The county has five other satellite auto bureaus -- in Evans Town Hall, West Seneca Kiwanis building, on ECC's North Campus, in the Town of Tonawanda's Sheridan-Parkside Center and in Tonawanda City Hall.
The new bureau is needed because the West Seneca one has been so successful, Hochul said. It conducts about 1,500 transactions a week with just two cashiers. The space is limited and lines can get long.
William D. Reuter, ECC's interim president, said it will benefit the college, too.
"It's a great relationship," he said. "It shows different governmental entities can work together for the greater good."
ECC would receive $5,000 a year from the county for use of the space at both ECC sites. The county had not been paying for use of the smaller North Campus site.
Provided Hochul's funding is approved, the new site would be about 900 square feet in Building 7, the Work Force Development Building. It would go into an area that is currently used as an eating area for the maintenance crews, Hochul said.

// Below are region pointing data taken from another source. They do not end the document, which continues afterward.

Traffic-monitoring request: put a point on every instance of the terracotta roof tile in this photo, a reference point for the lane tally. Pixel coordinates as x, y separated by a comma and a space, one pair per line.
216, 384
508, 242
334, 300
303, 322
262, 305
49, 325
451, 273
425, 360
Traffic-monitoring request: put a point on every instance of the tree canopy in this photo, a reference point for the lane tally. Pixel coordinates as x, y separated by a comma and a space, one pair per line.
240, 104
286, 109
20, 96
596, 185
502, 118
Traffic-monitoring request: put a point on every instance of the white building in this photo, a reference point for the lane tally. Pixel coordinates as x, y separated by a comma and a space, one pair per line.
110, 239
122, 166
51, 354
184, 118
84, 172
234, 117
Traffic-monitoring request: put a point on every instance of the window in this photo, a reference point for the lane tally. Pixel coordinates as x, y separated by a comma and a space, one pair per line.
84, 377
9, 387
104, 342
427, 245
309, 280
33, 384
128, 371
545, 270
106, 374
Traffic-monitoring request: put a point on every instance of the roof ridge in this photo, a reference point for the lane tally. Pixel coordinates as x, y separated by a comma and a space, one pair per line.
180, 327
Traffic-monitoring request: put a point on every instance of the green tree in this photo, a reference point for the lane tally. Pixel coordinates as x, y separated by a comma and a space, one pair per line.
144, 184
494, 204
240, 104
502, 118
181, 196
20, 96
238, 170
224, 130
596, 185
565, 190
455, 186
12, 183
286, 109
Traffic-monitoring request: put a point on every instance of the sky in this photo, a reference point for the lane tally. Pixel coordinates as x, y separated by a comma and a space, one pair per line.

Access to the bureau would be off Abbott Road, near Ralph Wilson Stadium.
Hochul said she hopes the office can be open by March. While she's requesting four part-time hirings in her 2008 budget, she said the ECC South office would be staffed by reallocating current staff.
The site needs new walls, counters, a testing area and a seating area, she said. Hochul hopes to create a ticket system so customers can be seated while they wait to be called rather than wait in line.
She acknowledged the auto bureaus aren't likely to ever go back to large-scale stand-alone sites. The bureaus' staffing has fallen from 120 full- and part-timers in 2005, when cuts were made because of the county's fiscal crisis, to 79 today.